読んだのは新潮文庫の江川卓訳。1969年(昭和44年)版。
孤独で自意識過剰な40代の男の手記という体裁をとった小説である。長年にわたり醸成された自身の考えを披瀝する前半(地下室)と、知人や娼婦とのあいだに起きた具体的なエピソードを語る後半部分(ぼた雪に寄せて)に分かれる。ボリュームは控えめで、中編小説程度の長さである。
個人的には後半の展開が胸に突き刺さり、ドストエフスキー作品では上位にランクイン。男は卑屈な元役人であり、人とうまく交われず、孤独な「地下室」(比喩表現)にこもって生きる人間である。

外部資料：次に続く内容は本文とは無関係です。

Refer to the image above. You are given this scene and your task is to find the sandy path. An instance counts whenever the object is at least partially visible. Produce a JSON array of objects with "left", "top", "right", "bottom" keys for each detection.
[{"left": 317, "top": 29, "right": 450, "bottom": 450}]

自意識過剰で、自暴自棄で、観念にとらわれ、屈辱的な記憶を反芻し続けて強化し、無尽蔵に自身や他人への蔑みや憎しみを生み出し続ける。太宰治の『人間失格』を読んで自分のことが書いてあると衝撃を受けるのに近い感じで、この『地下室の手記』に己を重ねる若者は多そうだ。世界中でしばしばみられる、ある日突然、凶悪犯罪を起こす引きこもり男性に近い心理だと思われる。

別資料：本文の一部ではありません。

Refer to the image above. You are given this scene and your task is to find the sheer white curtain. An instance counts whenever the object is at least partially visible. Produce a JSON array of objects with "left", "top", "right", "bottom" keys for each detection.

この苦しさや悲しみは『最強伝説黒沢』が近いと思った。黒沢は2000年代の日本の土方、本作の主人公は1860年頃のロシアの知識階級という違いはあるが、不器用で自意識過剰で孤独な中年男、というあたりが通じる。結局は、社会に馴染めず、孤独をこじらせ、過去の失敗の記憶が毒となって、精神を蝕み続ける地獄にいる。それは時代や場所を超えて、普遍的に見られる現象なんだろう。地球上、あらゆる地域に、数えきれぬほど似たような中年男性がいる。
彼を救うことができるのは何か。それはきっと女性的な愛のようなものなんだろう、ということが後半の娼婦とのエピソードから見て取れる。ドストエフスキーの『罪と罰』の発想の萌芽はここにあるんだろう。その苦しみと救いは、その後の作品郡の中で重要なモチーフとなり、形を変えて描かれ続ける。
観念にとらわれ、俗悪な衆生に交われぬ地獄。似たような境遇にいた、かつての自分を重ねて読んだ。なかなかいい読書体験だった。